Of course, those who followed Fehlhafer’s career at Seward High School may not be so surprised by the freshman’s adaptation to the collegiate scene. Fehlhafer set school records as a Bluejay with 104 wins and 36 pins during his career. He also placed at the state championships three times and twice earned runner up medals.
However, he understood that college wrestling presented a new challenge and plenty of unknowns.
“I wasn’t sure really what to expect,” Fehlhafer said. “I just knew from everybody telling me that I could do some special things if I put my mind to it. I just had that mindset and tried my best. It all came together (at UNK). It was a pretty cool day.”
The exciting thing about Fehlhafer’s early rise is that there still appears to be plenty of room for development and growth. Losses in three of his four matches at the Desert Duals in Las Vegas in his most recent outing are sure to motivate him as the GPAC dual season gets into full swing.
“I think the sky’s the limit for Austin,” Vote said “As long as he keeps working he can achieve anything he wants to achieve.
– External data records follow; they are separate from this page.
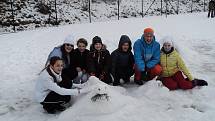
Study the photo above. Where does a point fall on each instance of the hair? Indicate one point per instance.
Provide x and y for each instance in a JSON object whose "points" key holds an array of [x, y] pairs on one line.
{"points": [[82, 40], [54, 59]]}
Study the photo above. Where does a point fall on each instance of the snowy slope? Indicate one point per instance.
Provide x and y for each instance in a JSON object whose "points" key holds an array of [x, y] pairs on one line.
{"points": [[24, 54]]}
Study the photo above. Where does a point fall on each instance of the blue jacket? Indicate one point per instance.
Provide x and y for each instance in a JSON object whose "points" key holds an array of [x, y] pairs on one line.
{"points": [[146, 55]]}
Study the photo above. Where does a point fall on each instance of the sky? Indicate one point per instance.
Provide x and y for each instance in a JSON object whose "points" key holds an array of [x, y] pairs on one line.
{"points": [[23, 56]]}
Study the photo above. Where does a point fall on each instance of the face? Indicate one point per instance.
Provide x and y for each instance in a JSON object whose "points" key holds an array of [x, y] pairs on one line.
{"points": [[58, 66], [98, 46], [148, 38], [125, 47], [167, 46], [68, 47], [81, 47]]}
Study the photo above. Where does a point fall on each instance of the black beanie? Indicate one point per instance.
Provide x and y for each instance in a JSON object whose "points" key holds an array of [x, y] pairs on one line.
{"points": [[97, 39]]}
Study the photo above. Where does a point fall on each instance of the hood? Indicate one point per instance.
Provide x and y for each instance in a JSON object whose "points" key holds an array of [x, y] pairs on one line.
{"points": [[124, 39]]}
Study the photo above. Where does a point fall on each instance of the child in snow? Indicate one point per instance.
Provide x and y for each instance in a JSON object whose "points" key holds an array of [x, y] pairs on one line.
{"points": [[80, 58], [122, 61], [173, 69], [51, 91], [99, 61], [65, 52], [147, 57]]}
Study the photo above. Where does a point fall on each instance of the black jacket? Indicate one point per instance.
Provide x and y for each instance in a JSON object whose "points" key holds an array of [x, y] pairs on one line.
{"points": [[122, 62], [81, 59]]}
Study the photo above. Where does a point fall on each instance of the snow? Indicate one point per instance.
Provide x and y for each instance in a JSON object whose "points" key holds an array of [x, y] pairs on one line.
{"points": [[23, 56]]}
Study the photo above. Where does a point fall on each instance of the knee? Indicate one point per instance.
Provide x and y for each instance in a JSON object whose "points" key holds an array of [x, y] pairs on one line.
{"points": [[156, 70]]}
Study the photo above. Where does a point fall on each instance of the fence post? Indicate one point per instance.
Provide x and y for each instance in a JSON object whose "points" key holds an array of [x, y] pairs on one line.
{"points": [[142, 8], [118, 8], [166, 7], [12, 10], [161, 7], [55, 6], [178, 7], [89, 10]]}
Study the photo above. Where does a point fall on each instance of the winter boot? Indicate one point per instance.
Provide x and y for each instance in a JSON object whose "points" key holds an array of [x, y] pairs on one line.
{"points": [[139, 82], [199, 82]]}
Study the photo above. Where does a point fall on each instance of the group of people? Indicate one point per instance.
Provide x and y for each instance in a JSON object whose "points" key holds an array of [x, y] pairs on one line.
{"points": [[211, 9], [68, 68]]}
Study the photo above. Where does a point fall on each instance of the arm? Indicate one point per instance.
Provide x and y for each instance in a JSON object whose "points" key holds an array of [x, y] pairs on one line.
{"points": [[113, 64], [55, 52], [183, 67], [155, 57], [138, 56]]}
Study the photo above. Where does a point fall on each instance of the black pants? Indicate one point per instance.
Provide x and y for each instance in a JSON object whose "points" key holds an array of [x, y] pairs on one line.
{"points": [[53, 100], [211, 13]]}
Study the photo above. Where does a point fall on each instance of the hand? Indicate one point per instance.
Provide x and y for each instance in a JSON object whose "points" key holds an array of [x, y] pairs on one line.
{"points": [[78, 69], [92, 74], [84, 71], [79, 86]]}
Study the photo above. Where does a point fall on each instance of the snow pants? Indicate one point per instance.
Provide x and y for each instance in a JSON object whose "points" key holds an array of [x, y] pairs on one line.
{"points": [[177, 81]]}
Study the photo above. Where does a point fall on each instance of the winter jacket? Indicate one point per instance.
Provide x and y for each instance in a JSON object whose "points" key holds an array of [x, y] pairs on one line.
{"points": [[58, 51], [80, 59], [122, 61], [172, 63], [146, 55], [99, 63], [211, 5], [45, 84]]}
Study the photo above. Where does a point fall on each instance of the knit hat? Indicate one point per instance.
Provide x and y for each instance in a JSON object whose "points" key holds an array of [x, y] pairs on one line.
{"points": [[148, 31], [97, 39], [124, 39], [69, 40], [167, 39]]}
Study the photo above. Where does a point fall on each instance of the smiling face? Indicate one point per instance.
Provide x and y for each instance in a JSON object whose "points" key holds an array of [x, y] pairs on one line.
{"points": [[81, 47], [125, 47], [98, 46], [58, 66], [167, 46], [148, 38], [68, 47]]}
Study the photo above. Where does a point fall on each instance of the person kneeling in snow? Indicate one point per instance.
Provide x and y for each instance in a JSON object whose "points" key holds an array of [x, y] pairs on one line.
{"points": [[51, 91], [173, 69]]}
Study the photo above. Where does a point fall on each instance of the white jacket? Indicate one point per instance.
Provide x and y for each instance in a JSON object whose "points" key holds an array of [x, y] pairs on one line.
{"points": [[45, 84]]}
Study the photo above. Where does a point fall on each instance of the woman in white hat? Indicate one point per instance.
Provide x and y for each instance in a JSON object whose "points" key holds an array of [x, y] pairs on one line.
{"points": [[173, 69], [65, 52]]}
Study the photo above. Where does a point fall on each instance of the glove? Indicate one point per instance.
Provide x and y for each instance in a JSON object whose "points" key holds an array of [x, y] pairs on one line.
{"points": [[143, 75], [79, 86], [85, 90], [199, 82], [78, 69]]}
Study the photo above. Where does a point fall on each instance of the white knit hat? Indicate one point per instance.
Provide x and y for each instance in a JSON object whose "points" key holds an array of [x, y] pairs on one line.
{"points": [[69, 40]]}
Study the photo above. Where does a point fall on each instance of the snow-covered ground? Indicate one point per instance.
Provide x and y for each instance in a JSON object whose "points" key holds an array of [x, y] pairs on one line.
{"points": [[23, 55]]}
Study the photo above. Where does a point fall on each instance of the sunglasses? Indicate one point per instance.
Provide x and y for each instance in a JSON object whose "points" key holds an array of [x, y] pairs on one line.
{"points": [[69, 45]]}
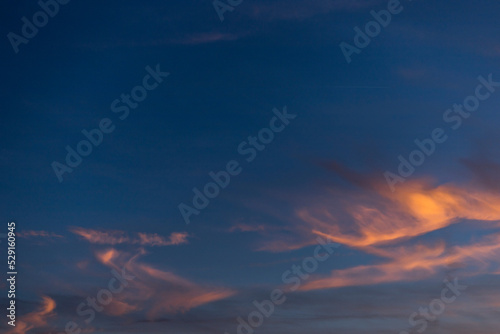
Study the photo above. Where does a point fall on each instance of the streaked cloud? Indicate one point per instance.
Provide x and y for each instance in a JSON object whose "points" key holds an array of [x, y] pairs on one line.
{"points": [[37, 234], [157, 291], [36, 319], [121, 237]]}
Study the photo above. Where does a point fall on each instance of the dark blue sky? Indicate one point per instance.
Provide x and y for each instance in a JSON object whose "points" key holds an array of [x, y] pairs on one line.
{"points": [[322, 176]]}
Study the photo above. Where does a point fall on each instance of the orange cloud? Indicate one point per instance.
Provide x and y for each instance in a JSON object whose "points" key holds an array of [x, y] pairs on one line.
{"points": [[414, 263], [121, 237], [35, 319], [415, 209]]}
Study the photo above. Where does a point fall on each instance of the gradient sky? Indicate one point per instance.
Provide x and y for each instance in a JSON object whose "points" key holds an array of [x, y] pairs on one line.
{"points": [[323, 176]]}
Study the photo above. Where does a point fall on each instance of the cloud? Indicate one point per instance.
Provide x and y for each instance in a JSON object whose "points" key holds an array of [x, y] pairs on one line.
{"points": [[413, 264], [37, 234], [121, 237], [158, 292], [417, 208], [35, 319]]}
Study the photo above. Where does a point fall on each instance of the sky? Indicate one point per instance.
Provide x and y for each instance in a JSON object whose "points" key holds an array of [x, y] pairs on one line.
{"points": [[254, 166]]}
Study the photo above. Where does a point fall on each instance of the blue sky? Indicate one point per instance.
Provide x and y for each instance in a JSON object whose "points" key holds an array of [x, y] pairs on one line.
{"points": [[322, 176]]}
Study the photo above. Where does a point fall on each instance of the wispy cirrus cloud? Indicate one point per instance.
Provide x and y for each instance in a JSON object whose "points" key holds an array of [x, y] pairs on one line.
{"points": [[36, 319], [115, 237], [37, 234], [157, 292]]}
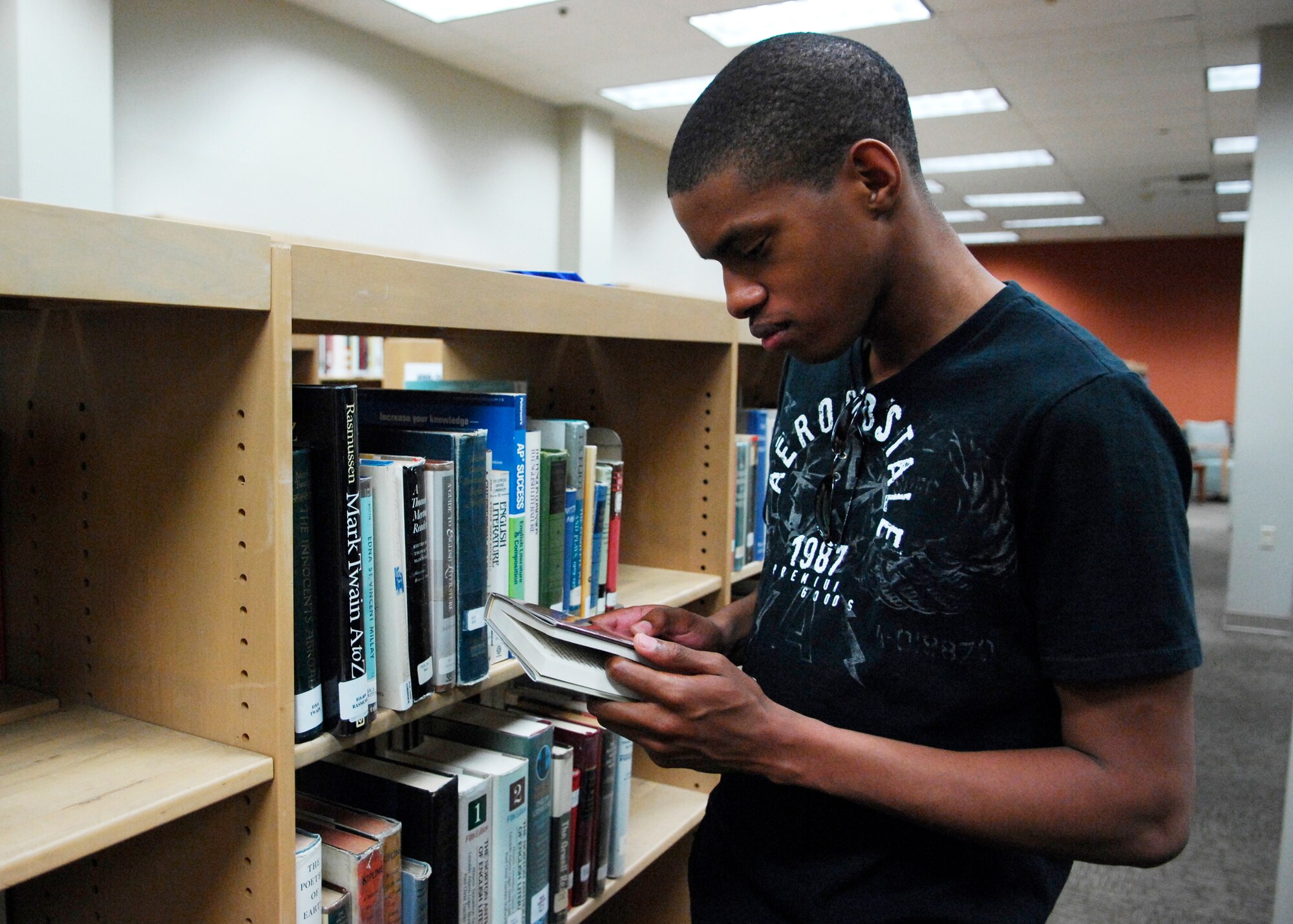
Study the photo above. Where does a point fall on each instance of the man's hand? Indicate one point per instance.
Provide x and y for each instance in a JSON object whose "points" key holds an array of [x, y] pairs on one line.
{"points": [[669, 623], [700, 709]]}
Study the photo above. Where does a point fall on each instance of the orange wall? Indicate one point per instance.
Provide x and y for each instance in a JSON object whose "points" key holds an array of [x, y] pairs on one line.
{"points": [[1171, 303]]}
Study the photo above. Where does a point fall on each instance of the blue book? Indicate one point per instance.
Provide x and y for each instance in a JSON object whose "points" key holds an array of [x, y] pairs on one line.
{"points": [[466, 449], [603, 497], [760, 422], [572, 546]]}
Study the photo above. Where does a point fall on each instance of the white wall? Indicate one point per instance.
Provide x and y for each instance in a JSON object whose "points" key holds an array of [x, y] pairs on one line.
{"points": [[261, 114], [651, 252]]}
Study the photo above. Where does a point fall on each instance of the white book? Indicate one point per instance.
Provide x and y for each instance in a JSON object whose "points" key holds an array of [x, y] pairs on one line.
{"points": [[497, 553], [510, 824], [443, 571], [559, 649], [533, 442], [624, 797], [475, 799], [395, 673], [310, 879]]}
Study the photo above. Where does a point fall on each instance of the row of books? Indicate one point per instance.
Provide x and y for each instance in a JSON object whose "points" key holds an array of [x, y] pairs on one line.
{"points": [[409, 508], [753, 455], [474, 815], [350, 358]]}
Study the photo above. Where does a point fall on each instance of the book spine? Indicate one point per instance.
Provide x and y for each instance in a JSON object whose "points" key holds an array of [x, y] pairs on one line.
{"points": [[588, 605], [573, 554], [604, 479], [533, 515], [370, 602], [422, 664], [617, 515], [497, 553], [307, 685], [445, 576], [624, 799]]}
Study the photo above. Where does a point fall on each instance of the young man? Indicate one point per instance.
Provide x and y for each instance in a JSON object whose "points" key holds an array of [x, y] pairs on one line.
{"points": [[969, 658]]}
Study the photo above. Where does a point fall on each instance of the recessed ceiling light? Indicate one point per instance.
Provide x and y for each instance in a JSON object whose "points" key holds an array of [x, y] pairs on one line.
{"points": [[745, 27], [959, 103], [1234, 77], [445, 11], [1071, 222], [990, 237], [964, 164], [1016, 200], [659, 95], [1238, 144]]}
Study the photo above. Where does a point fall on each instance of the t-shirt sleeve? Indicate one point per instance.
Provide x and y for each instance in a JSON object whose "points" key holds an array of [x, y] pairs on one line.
{"points": [[1105, 548]]}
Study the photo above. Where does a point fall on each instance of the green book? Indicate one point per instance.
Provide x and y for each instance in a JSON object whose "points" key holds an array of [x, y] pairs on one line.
{"points": [[553, 483]]}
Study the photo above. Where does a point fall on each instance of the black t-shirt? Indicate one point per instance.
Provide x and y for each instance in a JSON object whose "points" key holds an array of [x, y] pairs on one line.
{"points": [[1010, 515]]}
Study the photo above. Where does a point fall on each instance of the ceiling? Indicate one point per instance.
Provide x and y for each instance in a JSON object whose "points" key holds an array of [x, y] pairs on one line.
{"points": [[1114, 89]]}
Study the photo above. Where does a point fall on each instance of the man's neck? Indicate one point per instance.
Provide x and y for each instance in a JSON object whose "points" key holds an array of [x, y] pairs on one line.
{"points": [[937, 286]]}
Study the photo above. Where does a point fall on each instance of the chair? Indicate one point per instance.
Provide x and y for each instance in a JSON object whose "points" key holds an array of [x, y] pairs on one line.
{"points": [[1211, 447]]}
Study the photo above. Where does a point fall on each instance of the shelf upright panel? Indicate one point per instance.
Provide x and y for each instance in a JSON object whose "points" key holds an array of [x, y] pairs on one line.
{"points": [[143, 398]]}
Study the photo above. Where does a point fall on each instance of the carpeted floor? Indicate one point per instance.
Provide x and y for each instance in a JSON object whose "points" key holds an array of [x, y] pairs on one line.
{"points": [[1243, 700]]}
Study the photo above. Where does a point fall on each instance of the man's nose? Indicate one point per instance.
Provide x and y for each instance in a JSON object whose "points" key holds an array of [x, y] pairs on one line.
{"points": [[744, 295]]}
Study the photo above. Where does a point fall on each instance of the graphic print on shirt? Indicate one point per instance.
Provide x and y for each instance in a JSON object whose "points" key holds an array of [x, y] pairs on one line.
{"points": [[925, 518]]}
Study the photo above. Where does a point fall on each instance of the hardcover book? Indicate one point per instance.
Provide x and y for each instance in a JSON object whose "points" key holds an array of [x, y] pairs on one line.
{"points": [[325, 417], [467, 451], [307, 687]]}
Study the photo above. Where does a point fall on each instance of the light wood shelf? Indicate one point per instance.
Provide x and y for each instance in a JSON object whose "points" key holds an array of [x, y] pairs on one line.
{"points": [[54, 253], [668, 588], [342, 288], [82, 779], [389, 720], [659, 817]]}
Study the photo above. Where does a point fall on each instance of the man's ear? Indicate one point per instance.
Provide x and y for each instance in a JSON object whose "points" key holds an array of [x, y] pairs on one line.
{"points": [[877, 174]]}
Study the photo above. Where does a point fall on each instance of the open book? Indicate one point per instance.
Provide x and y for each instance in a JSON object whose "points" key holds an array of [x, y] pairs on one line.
{"points": [[561, 650]]}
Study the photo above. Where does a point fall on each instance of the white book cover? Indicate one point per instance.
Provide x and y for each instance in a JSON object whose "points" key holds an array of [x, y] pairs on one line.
{"points": [[475, 808], [443, 572], [510, 826], [533, 442], [497, 553], [624, 799], [395, 677], [310, 877]]}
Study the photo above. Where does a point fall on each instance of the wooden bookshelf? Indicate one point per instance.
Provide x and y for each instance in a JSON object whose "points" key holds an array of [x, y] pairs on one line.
{"points": [[81, 779], [660, 817]]}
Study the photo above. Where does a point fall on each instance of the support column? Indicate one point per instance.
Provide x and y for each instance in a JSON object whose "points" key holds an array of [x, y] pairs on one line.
{"points": [[56, 102], [1261, 574], [588, 193]]}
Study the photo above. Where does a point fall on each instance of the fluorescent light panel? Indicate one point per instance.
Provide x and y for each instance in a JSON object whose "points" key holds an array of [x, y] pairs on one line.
{"points": [[745, 27], [990, 237], [1237, 144], [1020, 200], [959, 103], [1070, 222], [965, 164], [445, 11], [659, 95], [1234, 77]]}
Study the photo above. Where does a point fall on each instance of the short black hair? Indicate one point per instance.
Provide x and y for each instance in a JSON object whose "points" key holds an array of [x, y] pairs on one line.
{"points": [[789, 109]]}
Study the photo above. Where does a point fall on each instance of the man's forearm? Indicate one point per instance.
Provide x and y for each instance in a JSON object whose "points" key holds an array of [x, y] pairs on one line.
{"points": [[1057, 800]]}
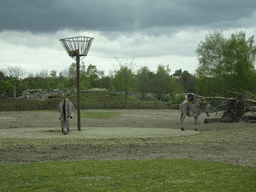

He definitely has great opportunities to be an All-American and possibly a national champion someday.”
Fehlhafer has already made a significant impact upon Concordia wrestling beyond his penchant for quickly disposing of his opponents. The hometown star has helped bring bigger crowds to Walz Arena, a place that is fast becoming a tough environment for Concordia foes.
“It means a lot,” Fehlhafer said of the chance to wrestle in his hometown. “There are a lot coming from Seward when we have home duals. I came to a home dual last year and there wasn’t near as many people. We want to get the Seward community to know about the Concordia program.”
Fehlhafer and a host of other key newcomers have begun to get the local spotlight shifting in the program’s direction.
Fortunately potential obstacles – such as a torn right meniscus and the pull of working full time at the family shop – moved aside for a fruitful collegiate wrestling career for Fehlhafer.
Even a summer wakeboarding accident failed to stop him from success on the mat this winter.
“I was trying to attempt a backflip and I ended up tearing my meniscus in my right knee,” Fehlhafer said. “That was a text message to Dana that I had to send. That wasn’t very fun. I was kind of nervous to tell him that I was having knee surgery the next day.”
All is forgiven. Good times lie ahead for Fehlhafer, who will gladly change your oil or replace your balding tire. Right now life is all about wrestling, school and fixing cars at the automotive shop.
Said Fehlhafer, donning his Napa Auto Parts hat and Midwest Automotive hoody, “Actually I’m about to go there now.”